When you fertilize, keep the nitrogen levels low. Nitrogen makes leaves juicier and more succulent for diseases. Don’t save seeds from infected crops, since the disease can be spread through the seeds.

If blight gets out of control, you’ll have to pull up and destroy any infected plants as soon as you see them. Keep spraying fungicide on the survivors.

If you had trouble with late blight in your garden last year, take preventative measures by spraying those vegetables with Bordeaux mixture every two weeks during hot and humid weather. Copper fungicides will also work against this disease. It helps if you pick off the affected leaves, too, and dispose of them away from the garden (not in the compost heap!). Don’t allow volunteer potatoes or tomatoes to grow in your garden.

Fusarium Wilt

Fusarium wilt is a fungus that attacks tomato plants, as well as squash and melon plants. Fusarium starts in the roots and moves from there into the stems. If your plant is hardly growing and is all stunted, that’s probably what the problem is. Then they wilt and die. Sometimes a white fungus starts growing on the dead vines.

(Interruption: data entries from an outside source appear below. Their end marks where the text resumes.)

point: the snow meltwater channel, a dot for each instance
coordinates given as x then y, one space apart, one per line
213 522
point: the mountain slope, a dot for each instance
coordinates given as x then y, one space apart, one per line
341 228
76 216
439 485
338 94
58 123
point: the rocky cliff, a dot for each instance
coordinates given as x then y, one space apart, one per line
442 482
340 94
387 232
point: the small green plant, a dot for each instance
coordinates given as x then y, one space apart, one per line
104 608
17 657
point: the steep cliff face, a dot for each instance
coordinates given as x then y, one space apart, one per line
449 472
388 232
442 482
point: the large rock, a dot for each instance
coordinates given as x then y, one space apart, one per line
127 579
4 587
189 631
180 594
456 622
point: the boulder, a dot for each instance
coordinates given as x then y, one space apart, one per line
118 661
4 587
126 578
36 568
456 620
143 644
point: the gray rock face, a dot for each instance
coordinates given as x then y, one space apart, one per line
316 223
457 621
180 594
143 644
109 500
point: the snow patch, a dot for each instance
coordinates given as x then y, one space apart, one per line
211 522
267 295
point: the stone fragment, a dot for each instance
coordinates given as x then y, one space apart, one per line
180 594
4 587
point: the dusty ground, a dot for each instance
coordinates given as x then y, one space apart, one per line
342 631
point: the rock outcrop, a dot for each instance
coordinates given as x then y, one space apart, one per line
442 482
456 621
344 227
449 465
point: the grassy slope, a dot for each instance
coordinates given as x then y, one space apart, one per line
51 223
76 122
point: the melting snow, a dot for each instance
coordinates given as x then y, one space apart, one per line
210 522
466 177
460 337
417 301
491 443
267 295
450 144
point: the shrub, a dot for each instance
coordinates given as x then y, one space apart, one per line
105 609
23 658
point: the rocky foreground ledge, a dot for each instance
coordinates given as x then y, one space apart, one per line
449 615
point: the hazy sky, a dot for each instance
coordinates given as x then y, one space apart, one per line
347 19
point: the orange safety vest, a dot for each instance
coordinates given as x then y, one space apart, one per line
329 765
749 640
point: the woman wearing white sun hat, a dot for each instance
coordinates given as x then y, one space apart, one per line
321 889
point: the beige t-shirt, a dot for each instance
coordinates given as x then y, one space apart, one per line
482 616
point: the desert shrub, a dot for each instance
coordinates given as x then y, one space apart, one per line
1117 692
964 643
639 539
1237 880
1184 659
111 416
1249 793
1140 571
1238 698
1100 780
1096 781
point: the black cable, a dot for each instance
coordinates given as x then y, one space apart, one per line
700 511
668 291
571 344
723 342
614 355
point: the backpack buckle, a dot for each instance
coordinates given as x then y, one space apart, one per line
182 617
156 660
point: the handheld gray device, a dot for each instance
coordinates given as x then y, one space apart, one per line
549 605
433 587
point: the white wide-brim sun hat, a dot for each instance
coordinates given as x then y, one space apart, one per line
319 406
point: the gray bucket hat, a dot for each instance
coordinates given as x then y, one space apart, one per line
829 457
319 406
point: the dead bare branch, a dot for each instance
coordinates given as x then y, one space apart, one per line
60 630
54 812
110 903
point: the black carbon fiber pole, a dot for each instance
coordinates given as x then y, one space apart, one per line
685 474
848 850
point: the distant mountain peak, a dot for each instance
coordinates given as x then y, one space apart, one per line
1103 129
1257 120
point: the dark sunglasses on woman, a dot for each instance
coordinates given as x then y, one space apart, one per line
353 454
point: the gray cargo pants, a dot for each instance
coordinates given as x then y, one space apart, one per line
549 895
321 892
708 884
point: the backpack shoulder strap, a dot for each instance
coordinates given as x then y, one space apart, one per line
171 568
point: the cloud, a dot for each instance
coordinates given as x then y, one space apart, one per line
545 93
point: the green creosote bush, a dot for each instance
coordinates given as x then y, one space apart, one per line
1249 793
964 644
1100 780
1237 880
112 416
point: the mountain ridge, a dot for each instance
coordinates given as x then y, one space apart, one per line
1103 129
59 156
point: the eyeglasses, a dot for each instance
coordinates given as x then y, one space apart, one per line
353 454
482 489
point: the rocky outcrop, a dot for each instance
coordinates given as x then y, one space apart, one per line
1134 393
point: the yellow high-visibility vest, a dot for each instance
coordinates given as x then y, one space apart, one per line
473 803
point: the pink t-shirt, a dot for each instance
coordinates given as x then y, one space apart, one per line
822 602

If this happens, get the dead vines out of the garden ASAP so the spores don’t spread back into the garden. Don’t plant any melons or tomatoes there next year, or the next, because Fusarium will linger in the soil. Your best bet is to plant resistant varieties.

Photo courtesy of the University of Maryland Extension, where you can find more information on fusarium wilt.

Heat Will Stop Tomato Production

When the heat is particularly intense, plants will stop producing. Tomatoes stop production when temperatures soar above 90 degrees. Cucurbits (zucchini, cucumbers, and muskmelon) might produce a bunch of male flowers but no female flowers, much to the gardener’s frustration. (Unless she has more than enough zucchini.)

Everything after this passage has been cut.